When doing this second shoot I decided to use my girlfriend and do both sets of shots and not use any clothing so I could get the curves and shapes of the body with no restrictions. But at the same time as I loved the images I had taken I want to be able to explain my concept and feeling behind these rather than people  just see these as random naked images . After a lot of work I have managed to put my idea into words that I think makes sense (well it does in my head) :   

I like to put a lot of myself into my images and some times I do this with out even realising it, for example the main things in my life at that moment were my past experiences the good, bad and everything really that makes me who I am in a way that had always been my main inspiration within my thoughts and mood . 
Over the last year I have gone from an extreme high of moving away to live by myself at uni with full independence and being the happiest I have ever been . To then making a lot of bad life choices in which I put the partying life style above everything because I thought this would make me happy, what I didn't realise was that I was using this block out feelings that had built up in me over the past 10 years from the sadness and anger after nemourous different life events had dragged me down.
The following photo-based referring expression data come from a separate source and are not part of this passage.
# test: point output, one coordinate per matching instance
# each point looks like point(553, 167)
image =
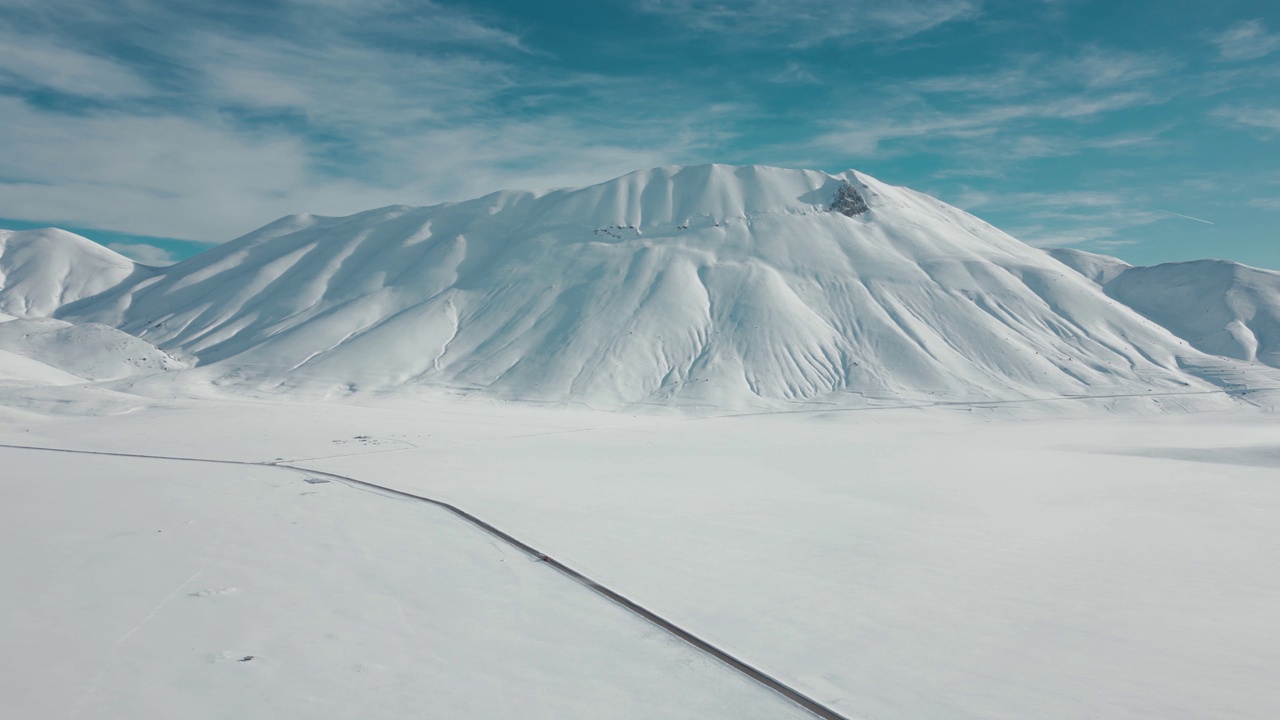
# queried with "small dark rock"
point(848, 201)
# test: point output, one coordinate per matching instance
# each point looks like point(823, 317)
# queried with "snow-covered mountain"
point(44, 269)
point(704, 283)
point(1217, 306)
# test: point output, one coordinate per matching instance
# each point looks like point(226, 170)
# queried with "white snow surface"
point(1219, 306)
point(88, 350)
point(709, 285)
point(894, 564)
point(141, 589)
point(44, 269)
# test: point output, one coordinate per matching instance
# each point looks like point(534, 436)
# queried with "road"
point(737, 664)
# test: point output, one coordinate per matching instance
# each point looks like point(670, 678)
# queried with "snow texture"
point(1217, 306)
point(44, 269)
point(709, 285)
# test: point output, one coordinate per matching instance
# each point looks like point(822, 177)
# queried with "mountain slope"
point(705, 285)
point(1217, 306)
point(90, 351)
point(44, 269)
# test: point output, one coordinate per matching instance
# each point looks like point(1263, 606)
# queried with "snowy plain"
point(945, 563)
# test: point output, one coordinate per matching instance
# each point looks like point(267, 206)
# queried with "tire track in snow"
point(732, 661)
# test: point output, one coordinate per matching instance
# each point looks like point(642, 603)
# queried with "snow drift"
point(44, 269)
point(1220, 308)
point(696, 285)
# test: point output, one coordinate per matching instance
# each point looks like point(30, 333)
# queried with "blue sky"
point(1146, 130)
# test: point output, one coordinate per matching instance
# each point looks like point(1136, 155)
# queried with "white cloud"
point(46, 65)
point(173, 177)
point(1247, 41)
point(1251, 117)
point(144, 253)
point(810, 22)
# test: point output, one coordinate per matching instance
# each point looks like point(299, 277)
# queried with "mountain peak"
point(44, 269)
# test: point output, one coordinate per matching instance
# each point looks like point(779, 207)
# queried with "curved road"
point(753, 673)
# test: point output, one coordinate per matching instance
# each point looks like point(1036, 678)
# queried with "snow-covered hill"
point(1217, 306)
point(44, 269)
point(696, 285)
point(90, 351)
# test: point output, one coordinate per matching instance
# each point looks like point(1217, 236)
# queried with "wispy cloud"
point(1251, 117)
point(812, 22)
point(30, 63)
point(1247, 41)
point(321, 105)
When I finally realised what I was doing to myself it felt like it was to late the toxins I had been putting in my body had broken me giving me curvier depression to the point where I felt like there was no light at the end of the tunnel . I had to stop what I was doing and that was hard enough in its self, I was failing my course and loosing the people closest to me . So I moved back home which was even harder having to admit defeat. I think what im trying to explain is I completely lost control of my life and have now realised that you can't just do what you want all the time because eventually it will break if you dont have rules and control, the fun will always come to a broken end. 
This then leads me to my work I seem to be creating different images now im a different person because the things I did have taken me to a place in my life where even though im now in control I will never be the person I was so I have changed as a person and a photographer.  

That brings me to my most recent project in this I think I have used my girlfriend as my main subject  because she is the biggest part of my life now and was in the steps I have taken to bring my life back to a controlled balance.  When lighting the images I wanted to show her with the bright light almost coming out of the dark background because that's where she has taken me, from being broken to on the path to being fixed keeping me in line in a way . 
Even though my idea with the bondage and the human form is also based on my wanting to explore new thing and to explore the human form as a whole because the difference in peoples bodies interest  me because there all so different  and amazing in their own way.
 
I have used the bondage to represent control not only in a sexual way that will be persuasive at first glance by the on looker  but to also show the new control I have had to adapt in my life now to get myself away from the darkness of the past year. These also have some sexual relation to them but this isnt my main focus of the image. 
This is why im going to cut sections from the images and overlay them so that you have to look at the image in detail to see that there are hidden emotions behind my work. I think the mess abstract muddle of the final pieces also show my state of mind on a day to day basis and the way that I have to control my thoughts and feeling that are still hard to control with my depression.